I scrapped the 3-part idea. First, because I didn’t learn much from
NotebookLM. The few things I did learn are outlined below.
But I mostly scrapped the longer section because I don’t want to
encourage playing around like this with AI. I want to encourage you to be very,
very skeptical of how AI systems are being developed and by whom. I want you to
think twice, and then again, before playing with them with information from
your organization. I want you to read Jill Lepore’s words again, and think
about how it’s the slow drip, drip of promised convenience that embeds technology
in our lives in inextricable ways. I want to encourage you to seek out
noncommercial options and non-government options. I want you to be VERY clear
on the risks and benefits, to your mission, your constituents, and your
colleagues. And I want your organization to participate in building any such
systems in better ways – better for the environment, better for human rights,
better for your purpose.
Reflection 2: Text without Context
NotebookLM is a large language model (the same structure that
underlies chatbots such as ChatGPT) that uses a writer's own documents as its
source material. Google says it is designed to help writers gain insights
into their own documents faster.
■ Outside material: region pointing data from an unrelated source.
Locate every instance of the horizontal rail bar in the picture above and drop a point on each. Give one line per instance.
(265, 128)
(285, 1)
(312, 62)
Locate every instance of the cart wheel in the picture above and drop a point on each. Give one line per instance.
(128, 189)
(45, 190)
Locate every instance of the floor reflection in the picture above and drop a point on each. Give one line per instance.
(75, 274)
The team that developed it includes the
writer Steven
B. Johnson (The Ghost Map, The Invention of Air, and
other books).
To find out what insights NotebookLM could provide, I uploaded 15 Blueprints,
queried them in a variety of ways, and made a few observations on what I
learned in doing so.[i] An example of a question I
posed was “In what year did the Blueprint first discuss data donations?”
Through this and many other queries, I learned that the system is good at answering
questions that ask it to find facts within the pile of text, such as “what
year” or “how many.”
I also tried several of the pre-loaded questions that the system
prompts you to ask, such as “Create a thematic outline” of the documents. This
is basically what I asked Susan Joanis to do—read 15 Blueprints and tell
me what they argue. I learned that the AI uses certain types of text as
signposts—so subheadings and the tables of contents are transformed into
emphasis. Beyond that, nothing. NotebookLM
can only find text, it can’t add understand or add context, certainly not any
context beyond the words in its database. There’s a huge difference between
pattern-matching text (what AIs do) and understanding the context (what humans
do).
NotebookLM also provided misleading and false emphasis, which can best
be experienced through its Audio Overview. With the click of a button the site
will generate an audio summary – you can hear it here.
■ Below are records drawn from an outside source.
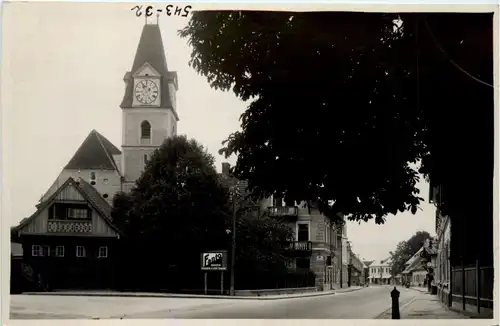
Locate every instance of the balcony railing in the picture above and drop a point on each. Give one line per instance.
(65, 226)
(298, 248)
(279, 211)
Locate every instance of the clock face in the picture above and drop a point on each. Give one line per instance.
(146, 91)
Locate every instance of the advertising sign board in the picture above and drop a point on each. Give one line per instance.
(214, 260)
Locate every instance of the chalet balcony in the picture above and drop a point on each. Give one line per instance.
(283, 211)
(298, 248)
(67, 226)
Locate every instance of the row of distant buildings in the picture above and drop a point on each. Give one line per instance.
(456, 264)
(71, 240)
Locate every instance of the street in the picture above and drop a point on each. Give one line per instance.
(366, 303)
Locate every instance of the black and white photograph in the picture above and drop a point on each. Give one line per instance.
(195, 161)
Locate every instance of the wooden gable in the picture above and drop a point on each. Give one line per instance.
(96, 223)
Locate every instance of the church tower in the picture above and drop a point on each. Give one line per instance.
(149, 105)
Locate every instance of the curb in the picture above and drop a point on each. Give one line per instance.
(468, 314)
(419, 290)
(192, 296)
(186, 296)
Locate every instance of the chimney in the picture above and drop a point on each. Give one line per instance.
(225, 169)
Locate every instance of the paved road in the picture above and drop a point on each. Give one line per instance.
(363, 304)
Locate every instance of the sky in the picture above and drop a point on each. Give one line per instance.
(63, 67)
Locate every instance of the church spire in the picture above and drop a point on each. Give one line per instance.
(151, 50)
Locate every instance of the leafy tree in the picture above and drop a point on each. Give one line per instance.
(177, 202)
(343, 105)
(406, 249)
(260, 240)
(260, 243)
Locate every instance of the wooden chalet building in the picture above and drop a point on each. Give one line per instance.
(70, 242)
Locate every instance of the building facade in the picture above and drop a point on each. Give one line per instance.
(71, 241)
(380, 272)
(356, 270)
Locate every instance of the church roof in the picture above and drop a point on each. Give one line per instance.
(96, 152)
(150, 50)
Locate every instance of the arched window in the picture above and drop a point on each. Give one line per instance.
(145, 130)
These fake voices attempt to add context by adding tone and emphasis; and,
indeed, they sound like real people. That’s frightening, precisely because it
sounds so real.
Here's what I learned:
this AI system is good at counting, pattern
finding, and it’s fast.
That's all.
These benefits come at a cost – I’ve paid it in my data, my IP, and my
time, all of which contribute to the growth of Google.
One of the last things I think we need right now is ways to manipulate
information. We already can’t tell truth from fiction. It’s not good for us as
readers, as neighbors, as professionals, or as citizens. It’s not good for
democracy to be creating and proliferating systems that further
corrode trust and truth. We’re already watching disaster
responders and city managers get attacked because of good old
fashioned human-spread
lies. Building systems that spread more lies, faster and further, is self-destructive. It’s
not good for disaster response; it’s not
good for democracy.
[i] I believe
the AI companies have illegally taken the copyrighted material of countless
authors and should be penalized. However, I wasn’t concerned about this for the
Blueprints as 1) I figured they live on the web, they’ve already been
used by every AI company; 2) I license them under creative commons to make them
easy to use; and 3) basically, everything in them is already publicly available
to do with as you (almost) please. There are a lot of other things that I would
not put into this system or any other AI.